Ketika sedang duduk di teras menunggu ojol, Nurani mencoba menelpon Rian.

“Ya Nur, aku baru akan menelpon kamu,” jawab Rian dari seberang..

“Mas belum mulai bekerja?”

“Sedang menunggu rekan. Ada apa?”

“Mas bilang mau menelpon Nurani, ada apa?”

“Kamu dulu yang bilang, menelpon aku ada apa?”

“Ya ampuun. Baiklah, aku cuma mau bilang, nanti malam ikut kalian makan malam.”

“Bagus, senang aku mendengarnya.”

“Mas sekarang bilang, mau bicara apa?”

“Aku mau bertanya, kenapa ketika aku mau berangkat tadi, kamu menangis?”

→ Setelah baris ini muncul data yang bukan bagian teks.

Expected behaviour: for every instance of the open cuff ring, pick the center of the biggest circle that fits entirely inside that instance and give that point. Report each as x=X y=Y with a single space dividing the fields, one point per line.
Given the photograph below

Nurani terkejut. Tidak menyadari kalau ternyata Rian melihatnya.

“Aku tidak menangis,” jawabnya bohong.

“Kamu menangis, aku melihatnya.”

“Mataku kemasukan debu.”

“Ah, jawaban klise.”

“Ya sudah Mas, aku mau berangkat kuliah, ojol nya sudah datang,” kata Nurani, kemudian ditutupnya ponselnya.

***

“Ndre, ini kan malam Minggu?” tanya pak Candra ketika makan  siang bersama Andre.

“Iya Pak, benar. Saya harus lembur?”

“Tidak Ndre. Semuanya sudah beres kan?”

“Lalu kenapa Bapak menanyakan itu, sebenarnya saya ada acara nanti malam, tapi kalau pak Candra menyuruh saya mengerjakan sesuatu, saya bisa membatalkan acara itu.

“Ya sudah kalau ada acara. Aku hanya ingin, kamu mau menemani Nurani jalan-jalan.”

Andre tertawa keras.

“Acara yang saya katakan tadi adalah, saya ingin mengajak Nurani jalan-jalan.”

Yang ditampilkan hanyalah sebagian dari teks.